Одним определенным пунктом в ежедневной программе была церемония подписания, обычно в 17.00 ежедневно, второстепенных документов, переговоры по которым прошли ранее. Все члены советской и американской делегаций встречались в Кремле в огромном помещении величественного Владимирского зала, в котором должны были проводиться подписания перед толпой журналистов, фотографов, официальных лиц и других гостей. Комната ожидания выглядела как зал отдыха выбившегося из низов промышленного магната: комнатные растения в горшках, расставленные в сумбурном порядке и перемежаемые массивной мебелью, которая была скорее дорогой, чем элегантной. Американская и советская делегации неудобно разделились по противоположным углам, наверное, потому, что советские официальные лица, ответственные за техническую сторону вопроса, не знали, как вести себя в неформальной обстановке и при личных контактах. То, чего им не хватало в салонных беседах, они восполняли своей решимостью. Когда подавался сигнал о том, что наставало время для подписания, они демонстрировали русскую хватку и жесткость в пробивании себе пути через двери, обгоняя своих изумленных гостей. Они действовали так, будто на кон ставился весь советский престиж и надо было обогнать американскую делегацию, чтобы попасть первыми на церемонию подписания. Такую приверженность нельзя было не отметить. История должна зафиксировать, что за неделю проведения церемоний подписания советские делегации, какими бы разными по составу они ни были, никогда не оказывались в хвосте. Они побеждали в каждой гонке на каждую церемонию подписания.
Хаотичный характер планирования проявился во время первого пленарного заседания во вторник 23 мая. Встреча проводилась в Екатерининском зале, огромном, богато украшенном помещении, уставленном небольшим количеством элегантных канделябров и резными креслами вокруг прямоугольного стола, покрытого бежевым фетром. Американцы входили с одной стороны длинного зала, а советские – с противоположной. Обе делегации встречались и толпились вокруг и в итоге разделялись и занимали места друг против друга. С американской стороны Никсон сидел посредине, от него по обе стороны сидели Роджерс и я; присутствовал полный комплект помощников от Белого дома и Государственного департамента, гарантируя тем самым, что Никсон не скажет ничего значительного. Высшее советское руководство сидело с Брежневым посредине, по обе стороны от него сидели Подгорный и Косыгин; в советскую группу входили среди прочих Громыко и Добрынин плюс переводчик Суходрев. Стол посредине был разделен – как будто это была граница – рядом бутылок газированной грузинской минеральной воды и хрустальных стаканов. После нескольких минут обязательного фотографирования прессы и телевидения начиналась официальная беседа встречи на высшем уровне.

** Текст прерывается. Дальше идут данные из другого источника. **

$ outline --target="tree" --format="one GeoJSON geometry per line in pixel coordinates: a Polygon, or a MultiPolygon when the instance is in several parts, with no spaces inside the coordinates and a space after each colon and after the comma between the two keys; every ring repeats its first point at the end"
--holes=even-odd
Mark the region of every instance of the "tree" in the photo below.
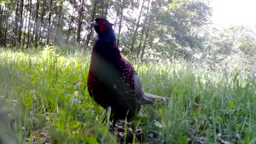
{"type": "Polygon", "coordinates": [[[76,42],[79,44],[80,40],[80,32],[81,31],[81,26],[82,26],[82,14],[83,10],[83,0],[81,0],[80,1],[80,6],[78,8],[78,18],[77,18],[77,25],[76,29],[76,42]]]}

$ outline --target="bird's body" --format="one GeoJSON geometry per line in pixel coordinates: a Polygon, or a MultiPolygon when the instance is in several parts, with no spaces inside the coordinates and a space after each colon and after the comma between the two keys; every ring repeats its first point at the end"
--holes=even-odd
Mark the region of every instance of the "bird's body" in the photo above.
{"type": "Polygon", "coordinates": [[[133,67],[122,57],[111,24],[104,18],[93,22],[98,37],[92,48],[88,76],[89,94],[104,108],[111,107],[114,120],[130,119],[143,104],[153,102],[156,96],[143,92],[133,67]]]}

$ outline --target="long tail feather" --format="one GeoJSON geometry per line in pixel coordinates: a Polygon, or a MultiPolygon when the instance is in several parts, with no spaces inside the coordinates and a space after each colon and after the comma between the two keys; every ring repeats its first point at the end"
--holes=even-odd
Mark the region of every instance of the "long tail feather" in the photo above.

Тут случилось непредсказуемое. Мы рассчитывали на то, что главной темой станет Европа, и сотрудники СНБ приготовили справочный материал для президента с учетом этого. Тема Европы на самом деле так никогда и не поднималась. Это тут же сделало тех помощников аппарата, которые работали над документами, ярыми антисоветчиками, не было большей ярости, чем у того президентского советника, которого выставили недальновидным в глазах его непосредственного начальника.
В приветственном выступлении Брежнева повторялась скоро ставшая знакомой тема о том, что было «нелегко» для Советов согласиться на встречу. Следующие полчаса были посвящены ознакомлению других участников с решениями, которые давным-давно были достигнуты по закрытому каналу. Брежнев предложил проводить церемонию подписания ежедневно во второй половине дня. Никсон согласился, отметив, что московские утренние газеты будут, таким образом, иметь материал для сообщения, в то время как в Соединенных Штатах подписание станет темой вечерних теленовостей. Что Брежнев думал о предложении, что московские журналы нуждались в помощи со стороны Никсона в нахождении тем новостей, мы сможем узнать только из его автобиографии. Никсон какое-то время разглагольствовал о значении, которое придавал встречам. Он осторожно включил предупреждения относительно сохраняющихся разногласий, отметив, что имеет репутацию сторонника «холодной войны». Косыгин сухо перебил, сказав, что он, кажется, слышал какие-то разговоры об этом какое-то время тому назад.
Подначки продолжались даже после того, как беседа перешла на экономические отношения и ОСВ. Брежнев сказал, полусерьезно, что американо-советские отношения намного продвинутся, если выдадим кредиты от 3 до 4 миллиардов долларов на 25 лет под два процента годовых. Косыгин вмешался в разговор, сказав, что тогда будет возможно поставить в Соединенные Штаты огромное количество подлинной русской водки, которая намного лучше эмигрантской, к которой мы привыкли[100]
; Брежнев предложил, чтобы он и Киссинджер составили компанию. Никсон ответил, что я уже заработал достаточно денег – откуда ему пришло такое ошибочное мнение, не знаю.